The end of October brought with it a new addition to the top 10 biggest bankruptcies of all-time when MF Global went belly-up under the incredible leadership of ex-Goldman chief and New Jersey governor Jon Corzine. Yes, MF Global has been the subject of a good deal of headlines lately, but bear with us for a moment while we take a closer look and apply it to a growing — and scary – trend.

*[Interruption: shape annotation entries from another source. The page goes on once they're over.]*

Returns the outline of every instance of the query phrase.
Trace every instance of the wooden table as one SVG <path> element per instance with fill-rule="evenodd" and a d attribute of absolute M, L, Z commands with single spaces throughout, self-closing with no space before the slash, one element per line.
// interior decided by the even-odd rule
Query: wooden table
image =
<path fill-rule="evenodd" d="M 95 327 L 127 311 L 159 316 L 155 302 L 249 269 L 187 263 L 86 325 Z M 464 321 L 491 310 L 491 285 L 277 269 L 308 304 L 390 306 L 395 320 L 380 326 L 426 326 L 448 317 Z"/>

First, MF Global went bust in just about 3 days, making it the most recent victim in a string of failed financial firms that dates all the way back to Long-Term Capital Management in the late ’90s. Of course, LTCM failed in just weeks as a result of the East Asian and Russian financial crises. Tack onto that list Bear Stearns, which failed in a weekend, as did Lehman Brothers, along with a number of highly leveraged hedge funds. What we find is that, when it comes to banks and other financial institutions, there is rarely a slow decline. The bets they make are way too big and have way too much leverage. In other words, things are fine until they’re not. The line between the two is very fine, with success on one side and insolvency on the other. Again, that’s not the only problem — these companies are gambling with their clients’ money. When MF Global went bust, federal regulators found that hundreds of millions of client dollars had gone missing.

Unfortunately, many of these big banks learned their lesson in 2008, but it was the wrong lesson. What they learned is that no matter the dumb decisions they made, US taxpayers would make them whole. Ah, but how right Mark Twain was about what gets people in trouble! As we watch the trouble in Europe intensify and crappy derivatives floating to the surface of big bank balance sheets, we’re waiting for one or more of the big institutions to circle the drain. Those banks better be praying that if things go bad, they do so before January, 2013. Given the rhetoric of our presidential hopefuls, it’s a near-certainty that whoever is in the White House next won’t be helping to structure any bank bailouts. In fact, it’s not even certain that banks could get any help today if things went south. God help them if they end up asking for a bailout package that requires Congressional approval. Forget such a bill being DOA in the Senate, no spending bill will even be considered in the Boehner/Republican-led House – nor should it be.

Banks today desperately need to learn a different lesson from the one they learned in 2008. It’s time they learned to do business in a smart and responsible way, or go broke. Americans would certainly help press the issue by urging Congress to reenact the Glass-Steagall Act. It kept the problems we now face at bay for roughly 7 decades and would go a long way in helping clean up banks.